The BMJ also states: “However, the figures above (11% and 51%) suggest that the research community has a larger task ahead and that most decisions about treatments STILL REST ON THE INDIVIDUAL JUDGEMENTS OF CLINICIANS AND PATIENTS.”
And patients repeatedly give very high marks to homeopathy when it comes to satisfaction with their treatment, much higher than marks they give to con med.
As far as reptilian overloads and the rest goes, I suggest that the public go to the site and come to its own conclusion about your statement.
What I find hilmarious about this ranting – you clearly haven’t read a word of the text accompanying the pretty graph – is that homeopaths are always claiming that their brand of magic cannot be tested in RCTs (wrong, it can), but when it comes to therapies that genuinely cannot be tested with classical RCTs, then that is a fault with the therapy.
You want to have your special pleading cake and eat it.
Please read what is actually said about the treatments of “unknown effectiveness”. Some excerpts:
“for example, an intervention may have
multiple indications, and may be categorised as ‘Unknown effectiveness’ for one condition but ‘Beneficial’ for another.”
“‘Unknown effectiveness’ is perhaps a hard categorisation to
explain.
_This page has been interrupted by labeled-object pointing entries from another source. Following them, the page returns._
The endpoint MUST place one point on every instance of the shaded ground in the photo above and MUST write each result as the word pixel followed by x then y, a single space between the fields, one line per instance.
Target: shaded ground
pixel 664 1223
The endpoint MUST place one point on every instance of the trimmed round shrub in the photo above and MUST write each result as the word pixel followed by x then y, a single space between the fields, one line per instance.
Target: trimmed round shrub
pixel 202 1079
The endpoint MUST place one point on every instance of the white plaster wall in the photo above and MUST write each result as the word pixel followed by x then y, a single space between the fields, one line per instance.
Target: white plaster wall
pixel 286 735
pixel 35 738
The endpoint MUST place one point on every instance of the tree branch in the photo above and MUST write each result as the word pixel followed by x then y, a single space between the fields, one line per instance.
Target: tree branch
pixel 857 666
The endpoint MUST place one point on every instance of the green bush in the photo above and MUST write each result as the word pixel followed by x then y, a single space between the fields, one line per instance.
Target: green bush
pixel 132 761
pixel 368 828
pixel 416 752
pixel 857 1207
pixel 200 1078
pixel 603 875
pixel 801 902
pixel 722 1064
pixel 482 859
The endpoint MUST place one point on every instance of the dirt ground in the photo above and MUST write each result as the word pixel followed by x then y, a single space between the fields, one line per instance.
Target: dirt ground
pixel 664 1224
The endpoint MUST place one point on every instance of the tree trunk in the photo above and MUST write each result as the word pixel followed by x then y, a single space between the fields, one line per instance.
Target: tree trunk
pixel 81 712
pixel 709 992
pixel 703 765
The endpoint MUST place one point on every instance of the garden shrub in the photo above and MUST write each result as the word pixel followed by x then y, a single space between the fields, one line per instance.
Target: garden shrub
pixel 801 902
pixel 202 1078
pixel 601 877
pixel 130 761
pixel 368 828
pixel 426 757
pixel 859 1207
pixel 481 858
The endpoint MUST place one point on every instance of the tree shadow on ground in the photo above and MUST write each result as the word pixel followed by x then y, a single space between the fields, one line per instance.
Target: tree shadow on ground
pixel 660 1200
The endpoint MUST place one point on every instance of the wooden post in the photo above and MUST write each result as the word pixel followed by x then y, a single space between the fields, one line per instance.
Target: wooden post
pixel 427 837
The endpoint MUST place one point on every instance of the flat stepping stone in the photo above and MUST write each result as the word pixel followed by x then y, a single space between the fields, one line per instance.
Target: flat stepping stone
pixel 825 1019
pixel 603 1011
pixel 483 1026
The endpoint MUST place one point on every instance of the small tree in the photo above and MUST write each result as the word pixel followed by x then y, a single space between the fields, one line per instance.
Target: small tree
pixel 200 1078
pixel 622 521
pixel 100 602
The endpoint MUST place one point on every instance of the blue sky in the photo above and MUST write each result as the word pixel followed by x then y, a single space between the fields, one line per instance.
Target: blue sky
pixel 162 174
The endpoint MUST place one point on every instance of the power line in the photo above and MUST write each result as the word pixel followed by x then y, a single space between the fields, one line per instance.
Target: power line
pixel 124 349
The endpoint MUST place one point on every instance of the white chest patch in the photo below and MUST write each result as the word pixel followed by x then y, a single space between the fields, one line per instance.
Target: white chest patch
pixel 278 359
Included within it are many treatments that come under the description of complementary medicine (e.g., acupuncture for low back pain and echinacea for the common cold),”
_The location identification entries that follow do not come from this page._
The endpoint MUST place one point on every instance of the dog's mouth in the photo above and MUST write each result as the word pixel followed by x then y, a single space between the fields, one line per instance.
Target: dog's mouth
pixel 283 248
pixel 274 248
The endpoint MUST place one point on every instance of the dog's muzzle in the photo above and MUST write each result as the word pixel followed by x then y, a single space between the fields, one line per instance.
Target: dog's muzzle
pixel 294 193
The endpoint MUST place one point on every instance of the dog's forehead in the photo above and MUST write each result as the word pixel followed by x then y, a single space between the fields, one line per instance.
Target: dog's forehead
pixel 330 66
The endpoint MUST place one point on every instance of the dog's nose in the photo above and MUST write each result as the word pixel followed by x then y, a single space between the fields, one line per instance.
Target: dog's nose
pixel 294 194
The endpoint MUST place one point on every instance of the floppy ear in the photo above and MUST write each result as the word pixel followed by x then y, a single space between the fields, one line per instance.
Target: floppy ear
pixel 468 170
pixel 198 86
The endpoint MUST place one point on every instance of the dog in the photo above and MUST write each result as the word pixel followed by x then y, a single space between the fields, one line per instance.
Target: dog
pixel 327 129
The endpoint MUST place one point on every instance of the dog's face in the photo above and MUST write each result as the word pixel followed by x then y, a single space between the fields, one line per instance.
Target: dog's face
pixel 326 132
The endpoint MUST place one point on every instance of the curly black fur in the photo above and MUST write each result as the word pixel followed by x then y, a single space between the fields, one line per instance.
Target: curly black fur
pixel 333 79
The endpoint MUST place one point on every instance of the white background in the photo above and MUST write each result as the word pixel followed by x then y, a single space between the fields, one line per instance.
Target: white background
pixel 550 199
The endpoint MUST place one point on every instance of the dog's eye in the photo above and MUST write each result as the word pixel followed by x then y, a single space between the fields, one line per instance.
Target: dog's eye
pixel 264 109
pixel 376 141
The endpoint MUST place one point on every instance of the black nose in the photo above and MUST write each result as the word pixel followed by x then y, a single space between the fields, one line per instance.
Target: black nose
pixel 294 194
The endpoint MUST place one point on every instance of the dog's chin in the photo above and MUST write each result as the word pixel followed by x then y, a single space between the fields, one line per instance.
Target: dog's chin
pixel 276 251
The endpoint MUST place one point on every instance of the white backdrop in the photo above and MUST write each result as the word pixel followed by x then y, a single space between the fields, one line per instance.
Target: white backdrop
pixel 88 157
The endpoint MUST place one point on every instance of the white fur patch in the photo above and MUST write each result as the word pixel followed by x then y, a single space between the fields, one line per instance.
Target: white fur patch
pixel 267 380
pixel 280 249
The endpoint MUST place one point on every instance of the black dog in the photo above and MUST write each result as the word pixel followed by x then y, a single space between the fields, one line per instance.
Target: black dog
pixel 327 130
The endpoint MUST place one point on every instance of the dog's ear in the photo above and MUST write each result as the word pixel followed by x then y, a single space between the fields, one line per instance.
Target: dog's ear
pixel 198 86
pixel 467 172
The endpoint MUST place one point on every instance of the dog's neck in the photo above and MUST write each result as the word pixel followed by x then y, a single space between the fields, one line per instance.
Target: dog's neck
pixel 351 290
“‘Unknown effectiveness’ may also simply reflect difficulties in conducting RCTs of an intervention, or be applied to
treatments for which the evidence base is still evolving. ”
And most importantly, the scientific self-checking factor completely absent in any form of vitalistic woowoo such as homeopathy:
“We make use of what is ‘unknown’ in Clinical Evidence
by feeding back to the UK NHS Health Technology Assessment Programme (HTA) with a view to helping inform the commissioning of primary research. Every 6 months we assess CE interventions categorised as Unknown effectiveness and submit those fitting the appropriate criteria to the HTA via their website: http://www.ncchta.org/.”
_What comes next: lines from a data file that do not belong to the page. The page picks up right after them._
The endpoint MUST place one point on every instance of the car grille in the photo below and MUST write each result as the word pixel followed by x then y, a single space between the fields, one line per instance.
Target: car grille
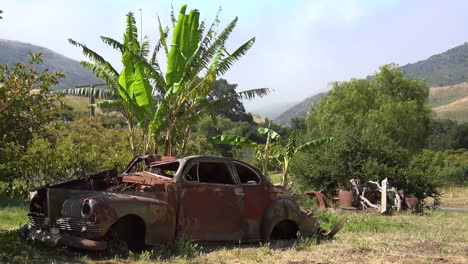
pixel 71 208
pixel 37 220
pixel 77 225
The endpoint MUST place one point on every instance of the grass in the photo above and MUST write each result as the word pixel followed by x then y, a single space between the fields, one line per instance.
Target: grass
pixel 79 103
pixel 439 96
pixel 432 237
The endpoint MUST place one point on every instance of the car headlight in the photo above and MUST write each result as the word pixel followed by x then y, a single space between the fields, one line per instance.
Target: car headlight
pixel 87 209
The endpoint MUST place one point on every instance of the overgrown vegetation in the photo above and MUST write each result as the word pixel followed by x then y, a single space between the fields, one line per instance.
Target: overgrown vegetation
pixel 379 128
pixel 26 105
pixel 366 237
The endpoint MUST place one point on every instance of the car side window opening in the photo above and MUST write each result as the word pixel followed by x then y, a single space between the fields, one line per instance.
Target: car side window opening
pixel 210 172
pixel 165 169
pixel 246 174
pixel 192 175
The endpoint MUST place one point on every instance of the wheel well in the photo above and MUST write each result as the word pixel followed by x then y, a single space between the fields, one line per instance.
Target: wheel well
pixel 131 229
pixel 285 229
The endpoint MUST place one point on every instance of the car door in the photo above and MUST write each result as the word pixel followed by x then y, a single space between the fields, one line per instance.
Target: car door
pixel 210 202
pixel 256 200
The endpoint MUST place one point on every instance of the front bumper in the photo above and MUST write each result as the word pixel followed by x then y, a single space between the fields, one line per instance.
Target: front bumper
pixel 34 234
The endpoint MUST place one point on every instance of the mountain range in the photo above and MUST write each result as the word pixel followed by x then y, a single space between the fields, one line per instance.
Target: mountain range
pixel 446 73
pixel 14 51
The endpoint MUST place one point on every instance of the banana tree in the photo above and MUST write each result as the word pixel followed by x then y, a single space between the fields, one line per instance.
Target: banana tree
pixel 166 105
pixel 134 94
pixel 277 149
pixel 194 61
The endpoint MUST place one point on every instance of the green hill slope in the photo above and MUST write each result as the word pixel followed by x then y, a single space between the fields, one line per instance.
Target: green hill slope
pixel 299 110
pixel 444 95
pixel 446 73
pixel 15 51
pixel 447 68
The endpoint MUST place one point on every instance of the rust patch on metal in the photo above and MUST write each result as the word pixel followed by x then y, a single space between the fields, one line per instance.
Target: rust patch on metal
pixel 157 199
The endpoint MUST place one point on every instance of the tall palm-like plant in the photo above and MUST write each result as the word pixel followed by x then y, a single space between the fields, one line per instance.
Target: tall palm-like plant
pixel 277 149
pixel 165 105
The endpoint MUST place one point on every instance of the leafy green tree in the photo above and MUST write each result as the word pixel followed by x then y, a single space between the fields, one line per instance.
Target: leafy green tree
pixel 69 150
pixel 378 125
pixel 26 105
pixel 233 107
pixel 277 149
pixel 166 105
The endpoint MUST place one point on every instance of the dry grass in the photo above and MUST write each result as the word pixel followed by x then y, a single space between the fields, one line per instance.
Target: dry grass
pixel 433 237
pixel 455 197
pixel 79 103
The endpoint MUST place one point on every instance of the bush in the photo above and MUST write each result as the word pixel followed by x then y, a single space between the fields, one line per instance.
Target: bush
pixel 67 150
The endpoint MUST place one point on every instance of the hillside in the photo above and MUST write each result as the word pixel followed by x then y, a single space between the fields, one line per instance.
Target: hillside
pixel 447 68
pixel 15 51
pixel 456 110
pixel 299 110
pixel 271 111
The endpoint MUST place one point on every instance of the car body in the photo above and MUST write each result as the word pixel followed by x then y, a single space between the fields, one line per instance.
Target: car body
pixel 159 199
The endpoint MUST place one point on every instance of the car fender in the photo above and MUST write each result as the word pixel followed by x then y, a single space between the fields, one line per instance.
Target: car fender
pixel 286 209
pixel 158 216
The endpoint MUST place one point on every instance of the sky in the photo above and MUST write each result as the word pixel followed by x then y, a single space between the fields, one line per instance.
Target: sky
pixel 301 45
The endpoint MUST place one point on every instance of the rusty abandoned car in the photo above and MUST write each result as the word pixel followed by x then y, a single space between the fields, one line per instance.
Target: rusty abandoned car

I can certainly understand why “skeptics” don’t like the reality that only 11% of common conventional treatments offered on the NHS are shown to be evidence-based.
“Skeptics” claim that homeopathy should not be offered on the NHS because (and this is only according to “skeptics”) there is no evidence to support its efficacy so it must be pretty disconcerting to be faced with the fact that only 11% of your chosen treatments are evidence based.
There are 400+ basic science studies showing homeopathy has biological effects. There are 304 studies published in 119 respected, peer-reviewed journals showing it produces significant to substantial health benefits in a wide array of conditions. 200 years of clinical use around the world prove homeopathic efficacy and safety.
Some of the studies I just mentioned can be seen at:
http://www.nationalcenterforhomeopathy.org/articles-research
http://www.extraordinarymedicine.org
http://avilian.co.uk/
For case studies of cures of chronic diseases with homeopathy see:
http://www.hpathy.com/clinical-cases/
http://www.vithoulkas.com/en/homeopathy/cured-cases-examples.html
http://www.pbhrfindia.org (click on “Case Studies” for cures of cancers)
or just google: “homeopathy cured cases”
You just get funnier and funnier. Your inability to read anything without embroidering into it it what *you* want ot believe is quite endearing.
Again, I’m not going to respond to all of your assertions beca
“only 11% of common conventional treatments … are shown to be evidence-based.” So you’re freely admitting that there is no evidence for any form of CAM – which was included in the “no proven efficacy section?
You *must* educate yourself re Scopie’s Law!